Abstract

This study aimed to explore the mechanism of parthenolide in inhibiting melanoma metastasis through network pharmacology and cell experiment. This research obtained the targets of the drug from the HERB database and PubChem database, the differential expression gene of metastatic cutaneous melanoma was obtained by differentially expression gene analysis of four Gene Expression Omnibus (GEO) datasets. The intersection of drug targets and differentially expression genes were considered to be related to drugs that inhibit metastasis of cutaneous melanoma.

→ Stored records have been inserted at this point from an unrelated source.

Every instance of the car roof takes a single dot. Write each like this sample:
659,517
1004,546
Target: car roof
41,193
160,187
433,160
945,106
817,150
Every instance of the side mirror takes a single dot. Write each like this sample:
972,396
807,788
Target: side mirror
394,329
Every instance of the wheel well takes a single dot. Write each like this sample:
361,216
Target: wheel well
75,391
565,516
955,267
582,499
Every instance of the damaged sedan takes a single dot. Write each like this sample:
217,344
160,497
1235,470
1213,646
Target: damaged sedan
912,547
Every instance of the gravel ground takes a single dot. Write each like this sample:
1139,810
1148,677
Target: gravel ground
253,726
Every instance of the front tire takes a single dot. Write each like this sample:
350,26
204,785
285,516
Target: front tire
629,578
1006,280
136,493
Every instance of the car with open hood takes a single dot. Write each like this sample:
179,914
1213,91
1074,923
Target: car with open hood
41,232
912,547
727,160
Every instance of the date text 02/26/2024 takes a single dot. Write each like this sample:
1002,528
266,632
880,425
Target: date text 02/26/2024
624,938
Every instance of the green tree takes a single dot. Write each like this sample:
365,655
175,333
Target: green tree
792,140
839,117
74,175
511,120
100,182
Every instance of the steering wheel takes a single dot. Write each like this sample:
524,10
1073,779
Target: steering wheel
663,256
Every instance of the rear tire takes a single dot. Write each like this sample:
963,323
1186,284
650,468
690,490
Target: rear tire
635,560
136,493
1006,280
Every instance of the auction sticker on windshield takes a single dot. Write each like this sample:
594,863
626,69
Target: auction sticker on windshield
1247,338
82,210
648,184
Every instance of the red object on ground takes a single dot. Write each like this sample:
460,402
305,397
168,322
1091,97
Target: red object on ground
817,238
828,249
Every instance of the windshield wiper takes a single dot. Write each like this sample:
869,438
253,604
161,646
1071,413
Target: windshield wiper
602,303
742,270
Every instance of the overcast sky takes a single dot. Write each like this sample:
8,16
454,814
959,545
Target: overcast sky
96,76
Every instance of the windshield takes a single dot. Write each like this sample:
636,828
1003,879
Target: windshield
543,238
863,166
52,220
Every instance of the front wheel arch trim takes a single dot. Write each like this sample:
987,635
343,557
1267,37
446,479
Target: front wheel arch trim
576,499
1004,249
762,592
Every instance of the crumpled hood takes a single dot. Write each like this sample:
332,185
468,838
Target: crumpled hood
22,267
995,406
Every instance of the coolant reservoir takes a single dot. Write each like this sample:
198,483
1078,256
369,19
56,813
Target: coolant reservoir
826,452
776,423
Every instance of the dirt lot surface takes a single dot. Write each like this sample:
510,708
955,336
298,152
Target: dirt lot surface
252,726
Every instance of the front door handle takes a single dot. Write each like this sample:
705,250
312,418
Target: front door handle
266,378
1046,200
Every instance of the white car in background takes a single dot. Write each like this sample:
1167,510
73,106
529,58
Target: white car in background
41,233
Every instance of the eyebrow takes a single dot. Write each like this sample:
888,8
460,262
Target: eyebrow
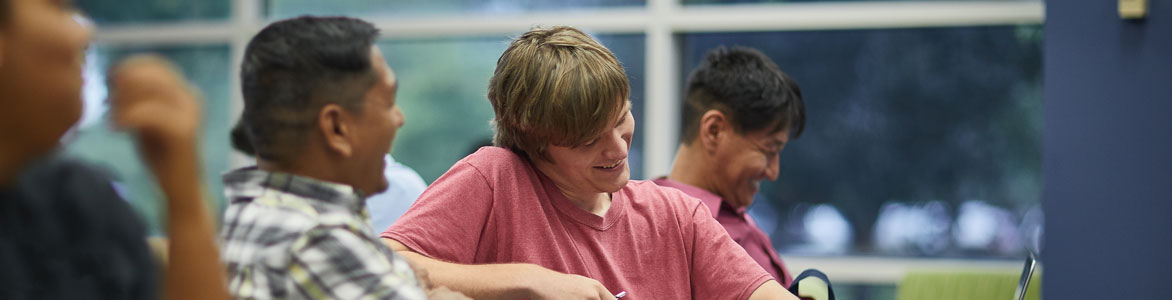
624,118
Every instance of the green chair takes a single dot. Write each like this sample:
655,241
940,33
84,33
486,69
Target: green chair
965,285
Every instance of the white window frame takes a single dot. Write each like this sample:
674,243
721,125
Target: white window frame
661,21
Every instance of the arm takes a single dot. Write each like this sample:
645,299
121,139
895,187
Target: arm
341,263
151,100
504,280
769,291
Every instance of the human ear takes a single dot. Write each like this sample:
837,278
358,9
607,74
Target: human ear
333,124
711,124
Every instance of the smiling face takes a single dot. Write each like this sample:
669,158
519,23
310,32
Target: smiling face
376,125
743,161
599,166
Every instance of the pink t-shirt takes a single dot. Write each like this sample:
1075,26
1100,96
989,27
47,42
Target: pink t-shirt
741,227
654,243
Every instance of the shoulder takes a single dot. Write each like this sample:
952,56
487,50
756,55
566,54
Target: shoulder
496,163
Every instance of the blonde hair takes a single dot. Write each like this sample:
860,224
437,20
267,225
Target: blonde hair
558,87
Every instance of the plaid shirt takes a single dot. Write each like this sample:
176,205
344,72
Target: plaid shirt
290,237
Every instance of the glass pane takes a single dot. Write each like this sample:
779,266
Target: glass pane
287,8
95,141
104,12
783,1
442,86
919,142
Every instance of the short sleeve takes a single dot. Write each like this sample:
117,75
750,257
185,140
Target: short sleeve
447,222
338,263
721,268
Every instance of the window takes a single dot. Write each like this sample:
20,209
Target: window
95,141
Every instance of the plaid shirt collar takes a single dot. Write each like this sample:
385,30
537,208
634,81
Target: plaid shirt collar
247,183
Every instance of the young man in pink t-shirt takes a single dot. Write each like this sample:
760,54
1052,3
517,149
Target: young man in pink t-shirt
550,212
740,110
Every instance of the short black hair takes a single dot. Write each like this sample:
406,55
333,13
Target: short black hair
747,87
4,12
294,67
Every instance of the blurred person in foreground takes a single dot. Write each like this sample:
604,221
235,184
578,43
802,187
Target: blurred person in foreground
550,212
65,233
320,114
740,110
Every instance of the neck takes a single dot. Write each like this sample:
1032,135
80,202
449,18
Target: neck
597,203
692,168
12,162
594,203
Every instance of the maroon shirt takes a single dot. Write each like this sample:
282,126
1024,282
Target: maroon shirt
741,227
654,243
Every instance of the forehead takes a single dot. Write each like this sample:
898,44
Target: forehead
769,136
380,66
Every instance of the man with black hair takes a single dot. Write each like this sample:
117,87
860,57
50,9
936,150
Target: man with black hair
740,110
320,113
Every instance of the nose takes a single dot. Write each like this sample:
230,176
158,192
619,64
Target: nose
400,118
615,147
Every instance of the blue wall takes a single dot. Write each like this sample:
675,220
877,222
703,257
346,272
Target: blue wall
1108,151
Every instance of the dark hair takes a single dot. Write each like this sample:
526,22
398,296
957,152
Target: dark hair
240,140
748,87
294,67
4,12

The STRING database was used to construct the protein-protein interaction (PPI) network, and cytohubba package in Cytoscape software was used to rank the PPI network targets. The enrichment analysis was used to screen out the relevance Kyoto Encyclopedia of Genes and Genomes (KEGG) pathway and gene ontology to explain the underlying mechanism of drug inhibiting the cutaneous melanoma metastatic; cell viability, apoptosis, cell migration and protein levels were assessed using cell counting kit-8 (CCK-8) assay, Annexin V-FITC/PI assay, wound healing assay, respectively. Finally, combining pathway maps and literature, we detected ATF4 and proteins upstream and downstream of ATF4 through Western blot. A total of 87 targets were screened out from the drug databases, and a total of 1635 differentially expression genes was obtained from the differentially expression genes analysis of GEO datasets, a total of nine targets (VEGFA, ANXA5, ICAM1, SELE, NFKBIA, ATF4, CTNNB1, SELP and HPGDS) were considered to be related to drugs that inhibit metastasis of cutaneous melanoma. The result of enrichment analysis showed that the drug inhibits the metastatic of cutaneous melanoma through multiple pathways such as TNF signalling pathway, lipid and atherosclerosis and fluid shear stress and atherosclerosis, relevance multiple biological processes, cellular components and molecular function; cell experiments showed that parthenolide could inhibit tumour cell migration and induce a decrease of cell viability. Flow cytometry results showed that parthenolide induced tumour cell apoptosis. Western blot results suggested that parthenolide exerted therapeutic effects by regulating ATF4 protein and its upstream and downstream proteins, namely endoplasmic reticulum (ER) stress signalling pathway. Parthenolide induces ER stress-dependent apoptosis in melanoma cells.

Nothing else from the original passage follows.